ClickHouse monitoring checklist: the signals every production cluster needs

ClickHouse failures usually begin as storage-structure debt: immutable parts accumulate faster than merges consolidate them, coordination sessions expire, or disk space drops below the threshold merges need to complete. Query latency degrades only after the crisis is hours old.

This checklist groups monitoring signals into four maturity levels. Level 1 is the minimum viable instrumentation to avoid data loss and unavailability. Each subsequent level adds leading indicators that catch part accumulation, replication divergence, and memory pressure while they are still reversible. The signals are drawn from ClickHouse system tables and OS-level metrics. They apply to single-node, sharded, and replicated setups; replicated tables add ZooKeeper/Keeper signals that belong in Level 2.

flowchart TD
    L1["Level 1 - Survival"] --> L2["Level 2 - Operational"]
    L2 --> L3["Level 3 - Mature"]
    L3 --> L4["Level 4 - Expert"]

    L1 --- S1["Liveness, disk space, part count, insert rejects, memory, replica health"]
    L2 --- S2["Query latency, merge throughput, ZK latency, error codes, pool saturation"]
    L3 --- S3["Per-partition skew, mutation queue, FD usage, cache hits, DDL queue"]
    L4 --- S4["Merge duration trends, replica divergence, ZK metadata growth, system.errors"]

Level 1 - Survival

These are the minimum signals to detect catastrophic failure before it becomes unrecoverable. Start here.

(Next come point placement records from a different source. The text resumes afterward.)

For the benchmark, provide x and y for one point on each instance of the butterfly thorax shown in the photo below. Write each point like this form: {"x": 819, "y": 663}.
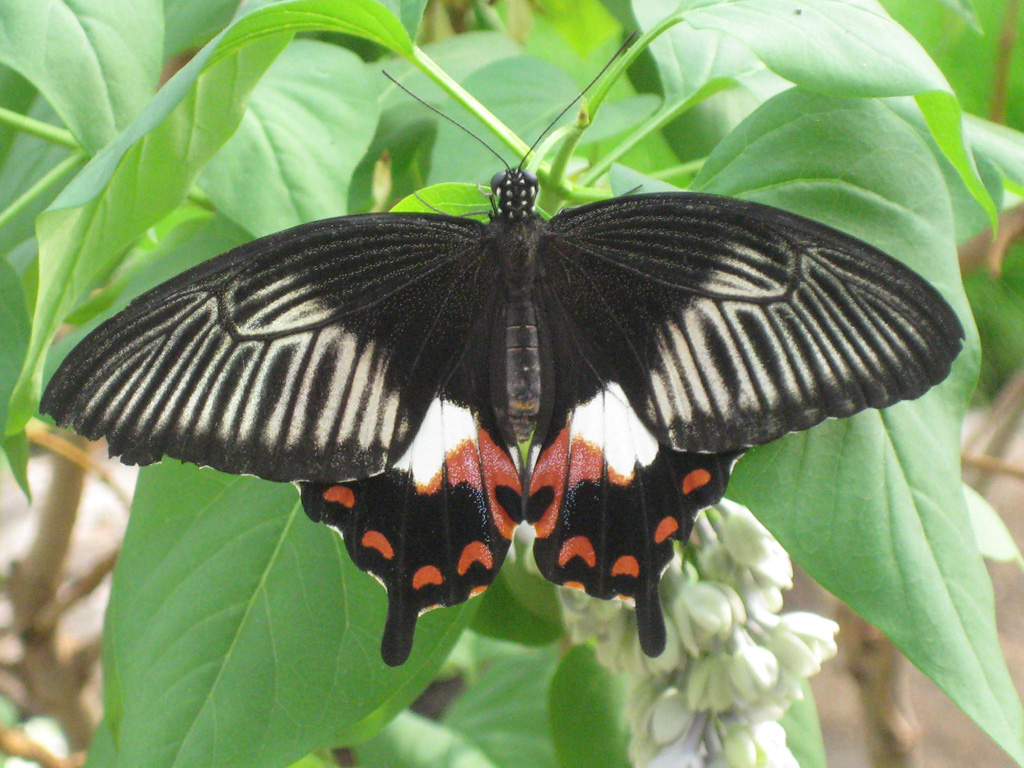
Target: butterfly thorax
{"x": 516, "y": 226}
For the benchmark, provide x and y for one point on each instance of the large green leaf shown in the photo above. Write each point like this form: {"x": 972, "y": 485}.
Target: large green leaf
{"x": 587, "y": 704}
{"x": 96, "y": 61}
{"x": 307, "y": 125}
{"x": 524, "y": 92}
{"x": 872, "y": 506}
{"x": 803, "y": 731}
{"x": 132, "y": 183}
{"x": 13, "y": 333}
{"x": 140, "y": 176}
{"x": 839, "y": 47}
{"x": 239, "y": 633}
{"x": 499, "y": 722}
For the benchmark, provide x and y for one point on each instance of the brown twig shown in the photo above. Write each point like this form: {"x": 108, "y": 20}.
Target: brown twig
{"x": 880, "y": 672}
{"x": 16, "y": 743}
{"x": 71, "y": 593}
{"x": 1004, "y": 61}
{"x": 990, "y": 465}
{"x": 59, "y": 444}
{"x": 993, "y": 436}
{"x": 54, "y": 685}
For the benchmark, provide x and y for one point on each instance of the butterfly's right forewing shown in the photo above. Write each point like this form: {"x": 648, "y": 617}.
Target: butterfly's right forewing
{"x": 310, "y": 354}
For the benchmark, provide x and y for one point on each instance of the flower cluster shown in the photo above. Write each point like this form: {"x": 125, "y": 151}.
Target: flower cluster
{"x": 731, "y": 666}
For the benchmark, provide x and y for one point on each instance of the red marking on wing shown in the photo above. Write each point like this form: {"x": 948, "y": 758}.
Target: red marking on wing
{"x": 426, "y": 574}
{"x": 578, "y": 546}
{"x": 475, "y": 552}
{"x": 695, "y": 479}
{"x": 667, "y": 527}
{"x": 340, "y": 495}
{"x": 376, "y": 540}
{"x": 464, "y": 465}
{"x": 586, "y": 461}
{"x": 498, "y": 470}
{"x": 550, "y": 471}
{"x": 626, "y": 565}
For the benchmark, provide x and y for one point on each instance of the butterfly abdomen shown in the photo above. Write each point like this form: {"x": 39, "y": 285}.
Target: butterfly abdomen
{"x": 522, "y": 365}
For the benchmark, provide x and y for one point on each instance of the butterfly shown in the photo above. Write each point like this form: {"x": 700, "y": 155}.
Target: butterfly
{"x": 430, "y": 382}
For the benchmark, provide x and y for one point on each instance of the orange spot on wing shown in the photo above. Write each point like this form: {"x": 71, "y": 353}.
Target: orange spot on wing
{"x": 626, "y": 565}
{"x": 426, "y": 574}
{"x": 586, "y": 461}
{"x": 376, "y": 540}
{"x": 464, "y": 464}
{"x": 550, "y": 471}
{"x": 340, "y": 495}
{"x": 578, "y": 546}
{"x": 695, "y": 479}
{"x": 498, "y": 470}
{"x": 667, "y": 527}
{"x": 474, "y": 552}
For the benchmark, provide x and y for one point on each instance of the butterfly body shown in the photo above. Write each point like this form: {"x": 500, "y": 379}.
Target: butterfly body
{"x": 391, "y": 365}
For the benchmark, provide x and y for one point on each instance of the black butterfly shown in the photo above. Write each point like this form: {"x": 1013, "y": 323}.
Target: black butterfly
{"x": 392, "y": 364}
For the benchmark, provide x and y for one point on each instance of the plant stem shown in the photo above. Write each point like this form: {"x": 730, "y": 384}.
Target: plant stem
{"x": 51, "y": 177}
{"x": 39, "y": 128}
{"x": 462, "y": 96}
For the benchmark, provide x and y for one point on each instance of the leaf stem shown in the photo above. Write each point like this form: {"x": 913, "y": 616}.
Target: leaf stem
{"x": 463, "y": 97}
{"x": 39, "y": 128}
{"x": 51, "y": 177}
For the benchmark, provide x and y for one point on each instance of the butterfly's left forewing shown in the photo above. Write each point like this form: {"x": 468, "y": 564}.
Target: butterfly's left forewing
{"x": 729, "y": 324}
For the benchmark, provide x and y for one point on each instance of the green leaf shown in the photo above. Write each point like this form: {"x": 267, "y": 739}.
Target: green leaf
{"x": 14, "y": 337}
{"x": 453, "y": 199}
{"x": 241, "y": 634}
{"x": 803, "y": 731}
{"x": 994, "y": 539}
{"x": 366, "y": 18}
{"x": 1003, "y": 146}
{"x": 96, "y": 61}
{"x": 28, "y": 161}
{"x": 499, "y": 722}
{"x": 135, "y": 181}
{"x": 587, "y": 704}
{"x": 871, "y": 506}
{"x": 524, "y": 93}
{"x": 188, "y": 24}
{"x": 505, "y": 615}
{"x": 839, "y": 47}
{"x": 307, "y": 125}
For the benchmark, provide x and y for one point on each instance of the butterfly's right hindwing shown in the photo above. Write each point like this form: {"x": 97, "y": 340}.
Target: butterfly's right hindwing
{"x": 310, "y": 354}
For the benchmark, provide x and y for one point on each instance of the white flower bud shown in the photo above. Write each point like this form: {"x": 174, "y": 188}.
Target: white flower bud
{"x": 770, "y": 738}
{"x": 816, "y": 632}
{"x": 707, "y": 684}
{"x": 670, "y": 717}
{"x": 753, "y": 672}
{"x": 793, "y": 653}
{"x": 738, "y": 748}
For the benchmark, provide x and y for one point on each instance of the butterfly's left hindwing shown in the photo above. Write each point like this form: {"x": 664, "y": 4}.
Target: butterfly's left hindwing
{"x": 606, "y": 502}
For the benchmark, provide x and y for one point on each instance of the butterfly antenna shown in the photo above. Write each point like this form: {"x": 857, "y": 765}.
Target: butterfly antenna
{"x": 451, "y": 119}
{"x": 569, "y": 105}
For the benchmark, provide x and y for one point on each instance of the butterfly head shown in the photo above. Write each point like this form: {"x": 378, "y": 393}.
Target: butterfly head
{"x": 515, "y": 194}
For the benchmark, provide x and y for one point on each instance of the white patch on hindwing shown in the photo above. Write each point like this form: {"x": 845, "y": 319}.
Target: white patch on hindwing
{"x": 608, "y": 422}
{"x": 443, "y": 427}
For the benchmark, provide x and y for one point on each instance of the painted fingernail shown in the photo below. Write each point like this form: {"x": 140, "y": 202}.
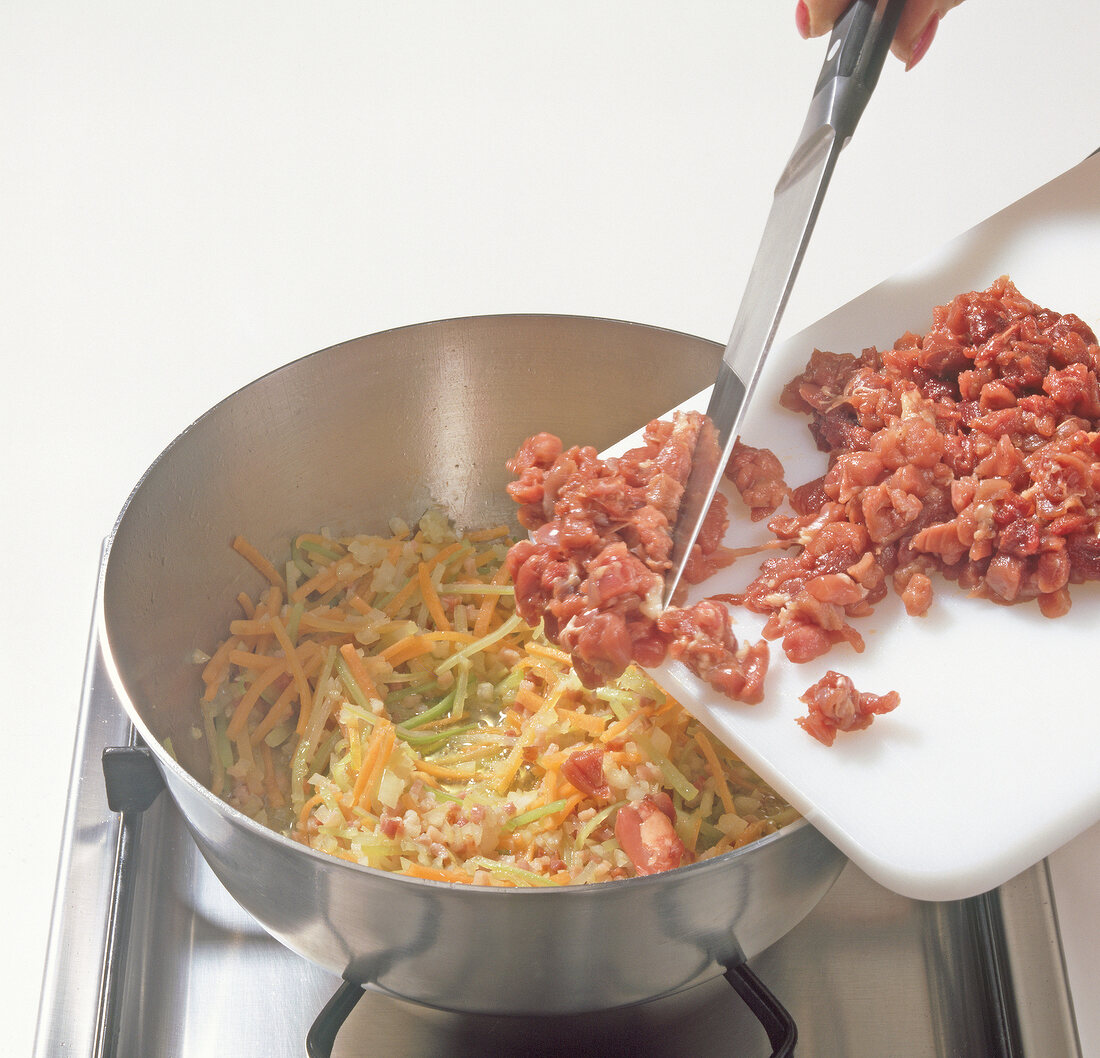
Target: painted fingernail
{"x": 802, "y": 20}
{"x": 923, "y": 42}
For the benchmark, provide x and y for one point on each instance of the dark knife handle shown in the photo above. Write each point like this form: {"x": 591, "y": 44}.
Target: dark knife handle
{"x": 857, "y": 50}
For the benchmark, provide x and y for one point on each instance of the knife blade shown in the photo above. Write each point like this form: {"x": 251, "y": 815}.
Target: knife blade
{"x": 853, "y": 63}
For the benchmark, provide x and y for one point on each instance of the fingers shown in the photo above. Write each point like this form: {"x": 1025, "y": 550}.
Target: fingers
{"x": 915, "y": 31}
{"x": 816, "y": 18}
{"x": 917, "y": 28}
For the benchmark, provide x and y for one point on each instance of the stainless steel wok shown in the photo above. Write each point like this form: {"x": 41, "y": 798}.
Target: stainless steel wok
{"x": 348, "y": 438}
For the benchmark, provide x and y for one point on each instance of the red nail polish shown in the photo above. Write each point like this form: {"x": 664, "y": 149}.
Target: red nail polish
{"x": 923, "y": 42}
{"x": 802, "y": 20}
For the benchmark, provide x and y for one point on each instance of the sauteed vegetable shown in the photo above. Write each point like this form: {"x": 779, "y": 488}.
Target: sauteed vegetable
{"x": 382, "y": 701}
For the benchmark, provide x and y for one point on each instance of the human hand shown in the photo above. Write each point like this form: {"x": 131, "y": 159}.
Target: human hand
{"x": 915, "y": 30}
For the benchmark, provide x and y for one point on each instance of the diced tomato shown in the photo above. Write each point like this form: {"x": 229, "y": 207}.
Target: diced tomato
{"x": 645, "y": 830}
{"x": 585, "y": 770}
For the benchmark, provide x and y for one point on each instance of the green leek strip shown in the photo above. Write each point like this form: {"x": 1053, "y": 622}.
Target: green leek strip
{"x": 510, "y": 625}
{"x": 506, "y": 689}
{"x": 590, "y": 827}
{"x": 319, "y": 549}
{"x": 623, "y": 703}
{"x": 439, "y": 709}
{"x": 351, "y": 685}
{"x": 293, "y": 617}
{"x": 461, "y": 685}
{"x": 427, "y": 738}
{"x": 441, "y": 794}
{"x": 673, "y": 777}
{"x": 512, "y": 873}
{"x": 277, "y": 735}
{"x": 307, "y": 569}
{"x": 534, "y": 814}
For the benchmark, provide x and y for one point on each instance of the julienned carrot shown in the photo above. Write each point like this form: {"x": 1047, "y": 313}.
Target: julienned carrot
{"x": 306, "y": 808}
{"x": 245, "y": 659}
{"x": 293, "y": 661}
{"x": 528, "y": 716}
{"x": 243, "y": 548}
{"x": 487, "y": 607}
{"x": 393, "y": 607}
{"x": 585, "y": 722}
{"x": 355, "y": 667}
{"x": 260, "y": 683}
{"x": 217, "y": 669}
{"x": 320, "y": 583}
{"x": 430, "y": 596}
{"x": 620, "y": 727}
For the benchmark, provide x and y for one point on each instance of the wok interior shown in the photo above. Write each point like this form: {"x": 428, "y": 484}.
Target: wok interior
{"x": 347, "y": 439}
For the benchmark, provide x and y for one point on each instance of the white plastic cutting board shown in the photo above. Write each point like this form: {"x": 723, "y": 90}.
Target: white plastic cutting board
{"x": 992, "y": 759}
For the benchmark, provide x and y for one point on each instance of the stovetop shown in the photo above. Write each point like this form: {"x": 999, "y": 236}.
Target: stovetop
{"x": 179, "y": 970}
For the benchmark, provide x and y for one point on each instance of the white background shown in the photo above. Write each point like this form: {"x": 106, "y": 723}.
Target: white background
{"x": 193, "y": 194}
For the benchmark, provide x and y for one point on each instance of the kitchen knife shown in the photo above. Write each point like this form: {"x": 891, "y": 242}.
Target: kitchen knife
{"x": 856, "y": 53}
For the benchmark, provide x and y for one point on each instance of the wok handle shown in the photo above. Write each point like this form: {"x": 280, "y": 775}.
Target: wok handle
{"x": 777, "y": 1022}
{"x": 322, "y": 1033}
{"x": 779, "y": 1025}
{"x": 132, "y": 784}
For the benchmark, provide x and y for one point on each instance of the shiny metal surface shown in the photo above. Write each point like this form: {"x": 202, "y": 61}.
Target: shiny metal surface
{"x": 867, "y": 973}
{"x": 348, "y": 438}
{"x": 854, "y": 59}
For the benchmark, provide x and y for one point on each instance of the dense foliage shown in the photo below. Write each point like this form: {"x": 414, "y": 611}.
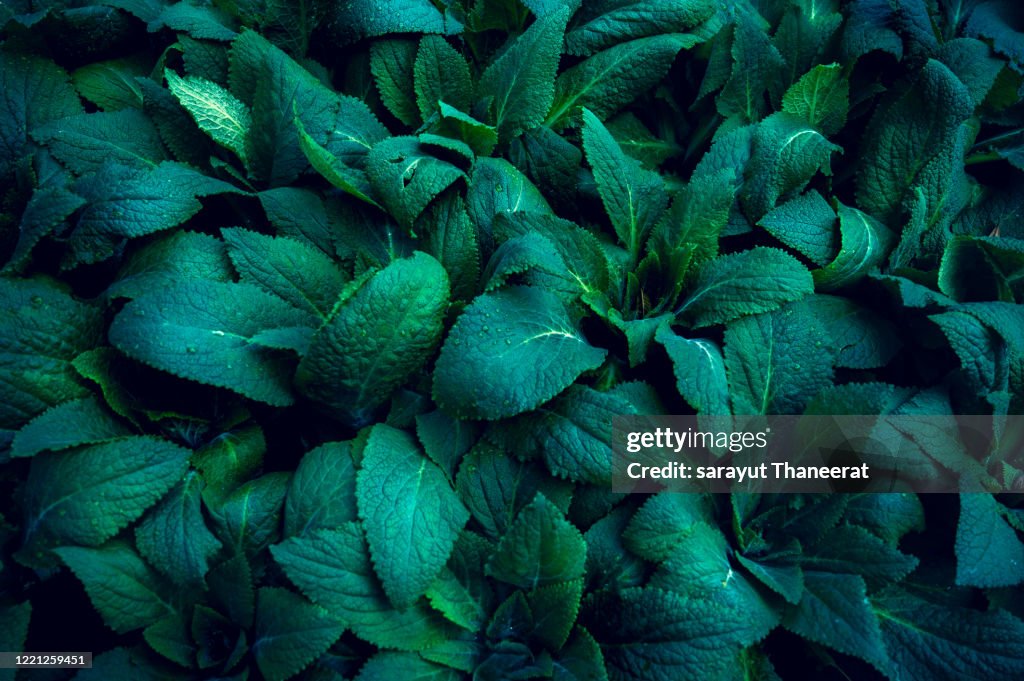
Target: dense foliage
{"x": 314, "y": 315}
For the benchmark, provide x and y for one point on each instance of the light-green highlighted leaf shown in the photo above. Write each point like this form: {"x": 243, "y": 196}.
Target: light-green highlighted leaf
{"x": 204, "y": 331}
{"x": 290, "y": 633}
{"x": 412, "y": 514}
{"x": 745, "y": 283}
{"x": 821, "y": 97}
{"x": 86, "y": 496}
{"x": 541, "y": 548}
{"x": 215, "y": 111}
{"x": 378, "y": 337}
{"x": 510, "y": 351}
{"x": 865, "y": 245}
{"x": 126, "y": 592}
{"x": 835, "y": 610}
{"x": 662, "y": 636}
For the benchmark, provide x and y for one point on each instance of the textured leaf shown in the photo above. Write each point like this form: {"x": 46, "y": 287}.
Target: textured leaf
{"x": 333, "y": 568}
{"x": 699, "y": 371}
{"x": 123, "y": 589}
{"x": 521, "y": 80}
{"x": 540, "y": 548}
{"x": 173, "y": 537}
{"x": 835, "y": 610}
{"x": 215, "y": 111}
{"x": 70, "y": 424}
{"x": 378, "y": 337}
{"x": 322, "y": 494}
{"x": 87, "y": 495}
{"x": 633, "y": 198}
{"x": 928, "y": 641}
{"x": 776, "y": 362}
{"x": 510, "y": 351}
{"x": 86, "y": 142}
{"x": 290, "y": 633}
{"x": 988, "y": 552}
{"x": 36, "y": 91}
{"x": 412, "y": 515}
{"x": 731, "y": 286}
{"x": 611, "y": 79}
{"x": 203, "y": 331}
{"x": 300, "y": 275}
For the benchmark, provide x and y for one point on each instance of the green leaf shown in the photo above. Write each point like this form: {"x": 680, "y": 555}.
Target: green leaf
{"x": 87, "y": 495}
{"x": 865, "y": 245}
{"x": 378, "y": 337}
{"x": 495, "y": 486}
{"x": 215, "y": 111}
{"x": 520, "y": 83}
{"x": 173, "y": 537}
{"x": 785, "y": 157}
{"x": 299, "y": 274}
{"x": 776, "y": 362}
{"x": 407, "y": 177}
{"x": 699, "y": 371}
{"x": 756, "y": 66}
{"x": 392, "y": 62}
{"x": 612, "y": 78}
{"x": 333, "y": 568}
{"x": 905, "y": 139}
{"x": 13, "y": 631}
{"x": 821, "y": 97}
{"x": 249, "y": 519}
{"x": 333, "y": 169}
{"x": 88, "y": 141}
{"x": 540, "y": 548}
{"x": 807, "y": 224}
{"x": 290, "y": 633}
{"x": 610, "y": 24}
{"x": 731, "y": 286}
{"x": 988, "y": 552}
{"x": 660, "y": 523}
{"x": 70, "y": 424}
{"x": 440, "y": 74}
{"x": 203, "y": 331}
{"x": 929, "y": 641}
{"x": 367, "y": 18}
{"x": 165, "y": 260}
{"x": 124, "y": 590}
{"x": 835, "y": 610}
{"x": 127, "y": 203}
{"x": 412, "y": 514}
{"x": 667, "y": 637}
{"x": 322, "y": 494}
{"x": 634, "y": 199}
{"x": 36, "y": 91}
{"x": 42, "y": 330}
{"x": 389, "y": 666}
{"x": 508, "y": 352}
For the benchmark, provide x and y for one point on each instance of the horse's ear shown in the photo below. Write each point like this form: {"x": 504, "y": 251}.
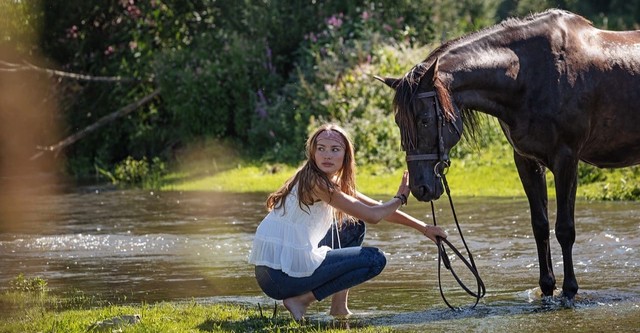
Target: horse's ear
{"x": 391, "y": 82}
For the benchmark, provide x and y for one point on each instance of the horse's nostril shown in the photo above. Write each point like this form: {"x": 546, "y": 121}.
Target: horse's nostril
{"x": 422, "y": 191}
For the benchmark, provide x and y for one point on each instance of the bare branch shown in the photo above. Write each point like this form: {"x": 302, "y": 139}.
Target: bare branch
{"x": 99, "y": 123}
{"x": 12, "y": 67}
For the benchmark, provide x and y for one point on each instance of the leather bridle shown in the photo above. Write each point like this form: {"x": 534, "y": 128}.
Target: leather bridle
{"x": 442, "y": 157}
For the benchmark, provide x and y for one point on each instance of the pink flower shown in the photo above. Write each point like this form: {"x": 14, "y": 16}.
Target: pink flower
{"x": 110, "y": 50}
{"x": 335, "y": 21}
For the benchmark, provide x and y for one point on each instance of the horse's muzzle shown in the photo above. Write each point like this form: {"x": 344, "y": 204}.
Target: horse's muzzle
{"x": 426, "y": 192}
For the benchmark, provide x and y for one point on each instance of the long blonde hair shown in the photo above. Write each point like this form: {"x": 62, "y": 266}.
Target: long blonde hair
{"x": 309, "y": 176}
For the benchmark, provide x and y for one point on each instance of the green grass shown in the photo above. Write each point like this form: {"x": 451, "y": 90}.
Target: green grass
{"x": 31, "y": 313}
{"x": 490, "y": 172}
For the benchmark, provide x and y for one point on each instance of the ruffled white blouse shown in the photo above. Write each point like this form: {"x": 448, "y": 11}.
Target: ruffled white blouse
{"x": 287, "y": 238}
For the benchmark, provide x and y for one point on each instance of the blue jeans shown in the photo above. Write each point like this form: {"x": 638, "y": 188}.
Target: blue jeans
{"x": 341, "y": 269}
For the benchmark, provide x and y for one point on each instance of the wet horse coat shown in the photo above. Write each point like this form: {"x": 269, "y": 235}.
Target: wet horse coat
{"x": 563, "y": 92}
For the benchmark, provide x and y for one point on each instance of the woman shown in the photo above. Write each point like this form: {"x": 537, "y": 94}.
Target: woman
{"x": 295, "y": 252}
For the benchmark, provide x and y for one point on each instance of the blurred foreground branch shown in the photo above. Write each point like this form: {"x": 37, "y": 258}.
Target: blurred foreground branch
{"x": 99, "y": 123}
{"x": 12, "y": 67}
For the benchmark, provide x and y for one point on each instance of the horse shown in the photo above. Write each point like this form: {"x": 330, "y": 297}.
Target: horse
{"x": 562, "y": 91}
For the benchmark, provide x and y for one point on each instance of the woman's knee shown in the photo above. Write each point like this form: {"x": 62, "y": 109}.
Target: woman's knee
{"x": 377, "y": 259}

  • Server liveness via /ping and SELECT 1. The /ping endpoint returns Ok. with HTTP 200 while the HTTP handler thread is alive, but it stops responding during metadata reload on startup and does not exercise the query pipeline. Pair it with SELECT 1 for readiness probes, especially in containerized deployments.

  • Disk free space from system.disks. Query free_space and unreserved_space per configured disk. Keep operational usage below 80-85%. Ensure free space remains large enough for merges to rewrite the largest active part; operators commonly reserve 2x that size as a safety margin, though this varies by workload. Below this threshold, halted merges cause parts to pile up and consume more metadata space.

  • Active part count via system.parts and MaxPartCountForPartition. Every INSERT creates immutable parts; background merges consolidate them. If parts accumulate faster than merges complete, query performance degrades and inserts are eventually rejected. Query system.parts with active = 1 grouped by database, table, partition_id:

SELECT database, table, partition_id, count() AS cnt
FROM system.parts
WHERE active = 1
GROUP BY database, table, partition_id

Alert when any partition exceeds 50% of parts_to_delay_insert, and watch MaxPartCountForPartition in system.asynchronous_metrics for server-wide trending.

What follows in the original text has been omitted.